Changing requirements for development expertise#

Experiments show that a good understanding of software architecture, technology landscapes and system design is currently helpful for successful LLM-supported development. IT professionals with experience in system architectures can currently carry out such developments more easily. However, it is to be expected that these opportunities will also become accessible to other groups of people in the future – similar to previous waves of democratisation.

The expertise will be used differently than in classic development, and the following skills will come into focus:

Understanding of software architecture for specifying realistic solutions and defining appropriate module boundaries
Knowledge of the purposes, advantages and disadvantages of different technologies
Understanding of the complexity of different technologies and their areas of application
Careful specification coordination to avoid ambiguities
Critical evaluation of LLM proposals for appropriateness and feasibility

Areas of application and limitations#

The methodology shows its strengths in specific areas:

Suitable for:

Rapid prototyping and feasibility studies
Internal tools and utilities
Analysis tools without security-critical requirements
Exploratory development and experiments
Didactic scenarios and learning environments
Software testing and interface implementations
Web integration and HTML simulators for illustration

Not suitable for:

Safety-critical production systems
High-quality production software with strict quality requirements
Complex systems with extensive dependencies (without significant additional manual effort)
Projects that require long-term maintainability by different developers

The deployment challenge#

A specific challenge arises during deployment: when working with technologies that are not fully understood, productive deployment becomes significantly more difficult. It is therefore advisable to choose technologies in the specifications that have already been successfully operated and whose effects, advantages and disadvantages in operation are known.

This aspect becomes particularly relevant with the increasing amount of ‘casual code’: even temporary or experimental tools often have to run somewhere – and the question of appropriate deployment strategies for many small, short-lived applications arises anew.

Implications for IT organisations#

The opportunities observed also raise additional questions for IT organisations:

Development processes: How can rapid prototyping with LLMs be integrated into existing development processes? What quality standards apply to exploratory code?

Skills development: Which qualifications are becoming more important, and which are becoming less relevant? How do you qualify subject matter experts to develop specialised tools in their domain?

Deployment and operation: How do you deal with the increasing amount of ‘casual code’? Which infrastructure strategies are appropriate for many small tools?

Governance: Which guidelines apply to LLM-developed code? How do you evaluate its quality and security?

Conclusion#

The series of experiments shows that LLM-supported development is not a substitute for professional software development, but rather a supplement for exploratory phases, rapid prototyping and the quick validation of tool ideas.
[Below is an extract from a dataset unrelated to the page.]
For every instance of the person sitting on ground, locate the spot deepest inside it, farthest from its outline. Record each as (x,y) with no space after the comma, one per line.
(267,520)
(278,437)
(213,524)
The significant time savings – from days to hours – are real and reproducible, but currently still require specific methodological skills and an understanding of architecture.

The democratisation of coding follows historical patterns: just as digital music production, photography and video editing made studios and darkrooms more accessible without replacing professionals, LLM-supported coding will enable a broader user base to develop functional tools – while professional development focuses on more complex, critical systems. Currently, IT professionals with architectural experience still have an advantage, but accessibility is expected to continue to increase.

The future lies not in either/or, but in the differentiated use of different development approaches for different requirement contexts. The systematic exploration of these boundaries and possibilities remains an important task for IT organisations – as does the development of appropriate strategies for quality assurance, deployment and governance of the emerging ‘casual code’.